Lynn recalled taking photographs during summer camp when she was around 10 of fellow camper Gilda Radner, who later became famous for Saturday Night Live among other things.
“In college, I took some pictures of Jim Osterberg, who later became Iggy Pop.”
With sexual harrassment the hot topic of the moment, did Lynn ever feel threatened in male-dominated environments.
“I’m from Detroit,” she laughed, “no-one threatens us.”
She recounted a couple of incidents where she had to stand up for herself, though.
“I was on tour with the Rolling Stones for Rolling Stone magazine,” she said. “We were on a private plane and Bill Wyman demanded that I take my shirt off.
“I told him where he could go. he was like, ‘Well you won’t tour with the Stones’ and I went, ‘Who cares’.
“Greg Lake, of Emerson Lake and Palmer, once jumped me and I kneed him.

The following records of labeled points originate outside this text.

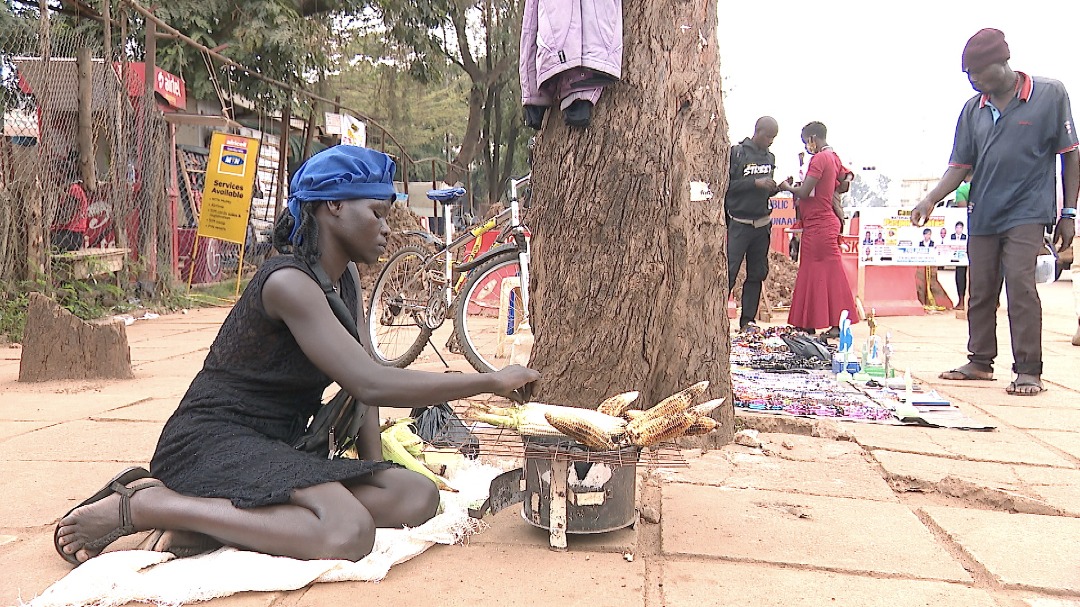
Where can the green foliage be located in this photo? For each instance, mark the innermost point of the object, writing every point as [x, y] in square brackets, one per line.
[370, 78]
[91, 299]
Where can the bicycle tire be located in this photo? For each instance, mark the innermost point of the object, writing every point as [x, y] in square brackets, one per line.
[396, 336]
[476, 313]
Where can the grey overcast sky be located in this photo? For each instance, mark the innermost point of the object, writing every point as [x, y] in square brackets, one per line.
[883, 77]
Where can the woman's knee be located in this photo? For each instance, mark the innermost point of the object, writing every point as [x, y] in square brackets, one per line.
[420, 500]
[345, 528]
[349, 538]
[416, 497]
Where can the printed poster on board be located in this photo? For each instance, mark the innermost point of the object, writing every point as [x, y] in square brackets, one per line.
[227, 193]
[888, 238]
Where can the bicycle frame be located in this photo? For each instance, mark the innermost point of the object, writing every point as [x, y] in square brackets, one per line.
[431, 286]
[449, 244]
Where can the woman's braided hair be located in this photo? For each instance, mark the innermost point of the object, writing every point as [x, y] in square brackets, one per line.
[308, 232]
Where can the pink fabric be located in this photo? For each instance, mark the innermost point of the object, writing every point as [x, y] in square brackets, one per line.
[821, 286]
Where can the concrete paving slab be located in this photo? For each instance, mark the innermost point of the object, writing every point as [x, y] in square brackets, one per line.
[1002, 486]
[481, 575]
[151, 409]
[32, 565]
[29, 566]
[9, 429]
[1068, 442]
[738, 584]
[84, 441]
[188, 344]
[1002, 445]
[44, 490]
[184, 368]
[817, 467]
[808, 530]
[1049, 602]
[1021, 550]
[1053, 415]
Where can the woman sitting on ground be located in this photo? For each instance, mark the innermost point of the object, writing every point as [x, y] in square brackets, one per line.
[225, 471]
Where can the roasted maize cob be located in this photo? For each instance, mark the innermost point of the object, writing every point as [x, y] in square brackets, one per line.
[528, 419]
[674, 404]
[393, 450]
[581, 430]
[701, 425]
[618, 404]
[652, 431]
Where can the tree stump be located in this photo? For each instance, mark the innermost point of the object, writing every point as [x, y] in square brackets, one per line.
[57, 345]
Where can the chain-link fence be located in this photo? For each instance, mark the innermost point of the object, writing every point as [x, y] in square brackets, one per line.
[84, 161]
[103, 160]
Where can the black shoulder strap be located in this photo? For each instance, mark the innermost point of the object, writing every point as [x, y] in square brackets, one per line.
[340, 310]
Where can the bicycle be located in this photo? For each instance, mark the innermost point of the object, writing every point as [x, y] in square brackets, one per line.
[486, 295]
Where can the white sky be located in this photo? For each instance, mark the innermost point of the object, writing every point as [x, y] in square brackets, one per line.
[883, 76]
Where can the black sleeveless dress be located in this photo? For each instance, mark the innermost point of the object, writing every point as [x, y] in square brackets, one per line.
[231, 435]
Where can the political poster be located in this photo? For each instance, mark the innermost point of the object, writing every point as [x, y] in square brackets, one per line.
[888, 238]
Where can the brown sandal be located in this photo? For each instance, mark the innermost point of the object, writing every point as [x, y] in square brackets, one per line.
[117, 485]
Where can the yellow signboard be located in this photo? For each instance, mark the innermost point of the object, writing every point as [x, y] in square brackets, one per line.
[227, 193]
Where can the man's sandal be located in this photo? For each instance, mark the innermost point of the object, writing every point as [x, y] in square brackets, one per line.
[1016, 388]
[960, 375]
[117, 485]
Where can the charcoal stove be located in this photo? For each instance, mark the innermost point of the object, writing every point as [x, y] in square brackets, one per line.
[565, 493]
[566, 488]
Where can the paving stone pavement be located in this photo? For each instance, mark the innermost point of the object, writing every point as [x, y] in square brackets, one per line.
[858, 514]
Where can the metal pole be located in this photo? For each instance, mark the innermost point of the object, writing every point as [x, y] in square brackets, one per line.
[283, 149]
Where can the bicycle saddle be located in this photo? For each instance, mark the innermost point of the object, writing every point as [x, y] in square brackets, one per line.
[446, 194]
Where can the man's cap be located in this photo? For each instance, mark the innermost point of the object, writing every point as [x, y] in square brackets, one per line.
[986, 48]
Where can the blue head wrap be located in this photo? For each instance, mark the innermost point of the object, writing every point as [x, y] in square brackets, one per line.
[340, 173]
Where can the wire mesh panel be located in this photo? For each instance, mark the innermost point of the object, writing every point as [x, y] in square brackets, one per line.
[85, 154]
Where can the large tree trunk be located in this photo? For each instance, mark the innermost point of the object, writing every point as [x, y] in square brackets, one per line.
[57, 345]
[629, 268]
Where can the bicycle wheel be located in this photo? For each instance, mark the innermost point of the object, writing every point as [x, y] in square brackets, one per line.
[487, 310]
[395, 314]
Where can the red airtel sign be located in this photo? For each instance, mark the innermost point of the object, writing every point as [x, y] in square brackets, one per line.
[171, 88]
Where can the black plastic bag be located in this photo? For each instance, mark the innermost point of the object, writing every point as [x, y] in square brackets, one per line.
[441, 427]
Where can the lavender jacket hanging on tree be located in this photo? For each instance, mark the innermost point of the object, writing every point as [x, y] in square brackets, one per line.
[569, 50]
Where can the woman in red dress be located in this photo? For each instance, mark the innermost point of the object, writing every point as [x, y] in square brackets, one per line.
[821, 286]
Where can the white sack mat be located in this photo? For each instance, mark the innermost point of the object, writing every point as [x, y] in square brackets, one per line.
[118, 578]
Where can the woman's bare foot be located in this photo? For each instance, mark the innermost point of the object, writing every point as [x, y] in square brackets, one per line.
[180, 543]
[90, 528]
[968, 372]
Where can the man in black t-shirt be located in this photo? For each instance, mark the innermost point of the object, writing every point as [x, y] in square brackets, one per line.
[750, 221]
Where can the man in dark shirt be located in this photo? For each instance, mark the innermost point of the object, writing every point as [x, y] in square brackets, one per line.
[1009, 136]
[750, 224]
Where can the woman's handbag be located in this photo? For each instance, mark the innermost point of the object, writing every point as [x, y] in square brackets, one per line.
[335, 427]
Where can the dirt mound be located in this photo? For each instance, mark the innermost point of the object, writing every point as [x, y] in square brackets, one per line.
[777, 289]
[401, 218]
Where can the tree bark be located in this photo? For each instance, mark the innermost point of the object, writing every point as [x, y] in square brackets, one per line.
[61, 346]
[88, 165]
[629, 271]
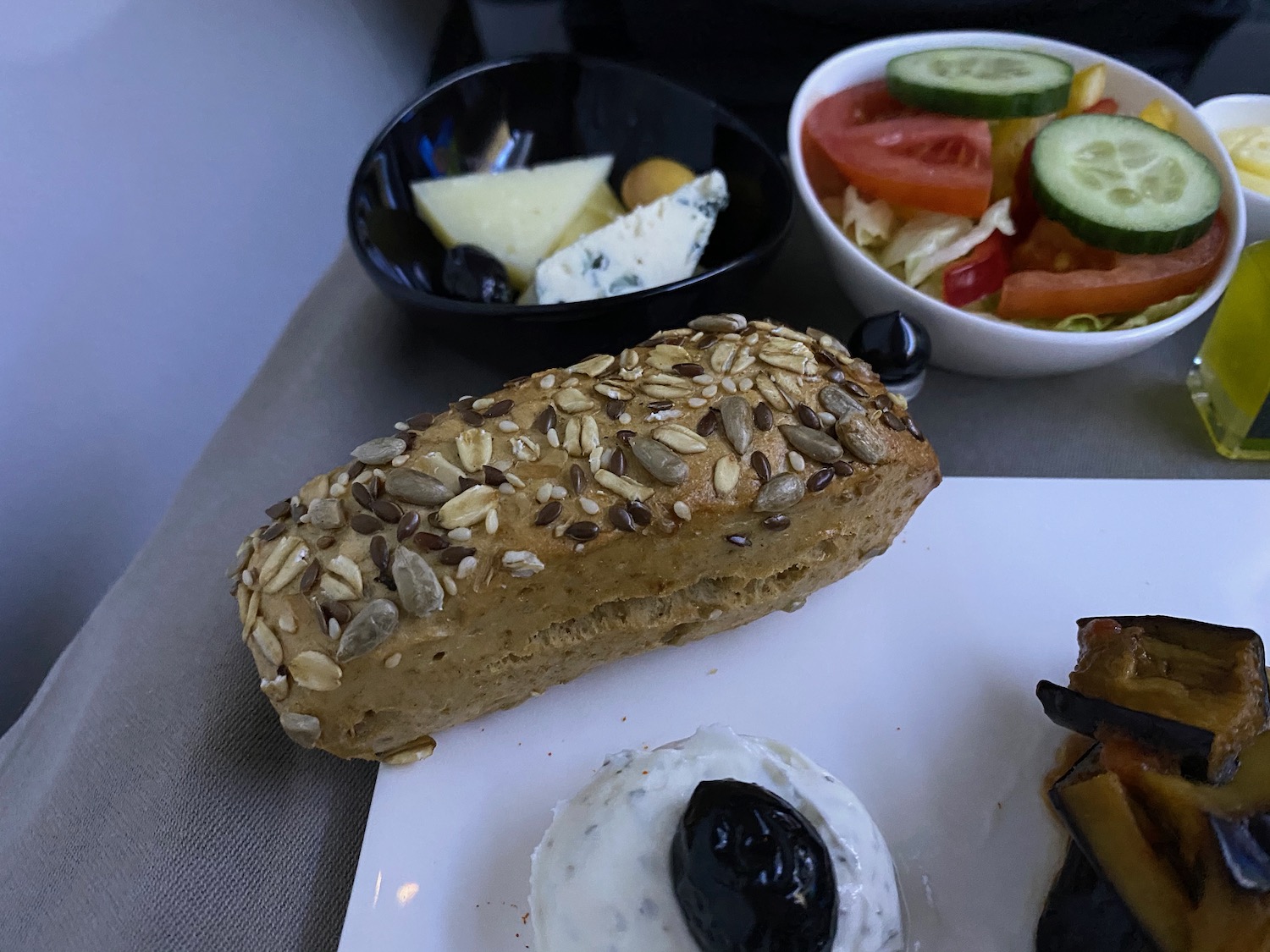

“If you give in to the demands, you won’t get any work because you won’t get that level of respect.
“If you are good enough at what you do, people are going to want you for work.”
Lynn says she still gets a buzz out of photography, adding: “Being a photographer gives you freedom. You can travel from one type of universe to another.
“The sports universe is different to the music one or you could cover an earthquake. Life was full, exciting and rich with experience.”
Lynn says some subjects might start out difficult, but once they realise that the shoot is a collaboration, they change their tune.
“They sometimes perceive the photo shoot as appealing as going to the dentist for a filling,” she laughed.
“Part of that is that they’ve worked with some photographers who don’t work to make them feel comfortable in front of the camera.
“They walk in with a bad attitude, but all artists I know enjoy the process of collaboration. If you can create that environment, then it becomes pretty easy.”
Lynn is showing no signs of slowing down.
She is currently working with punk queen Patti Smith on a book as well as one with French band Les Insus — “they are the Rolling Stones of France”.
She also has an online series — www.thelookingglassbook.com —of “self portraits created with questions I have about identity, gender, fashion and what makes us human”.
And she has the online gallery www.rockandrollphotogallery.com featuring pictures by herself and other photographers.
“I also try to go to the gym,” said Lynn, who is planning to move to Nashville with Sid.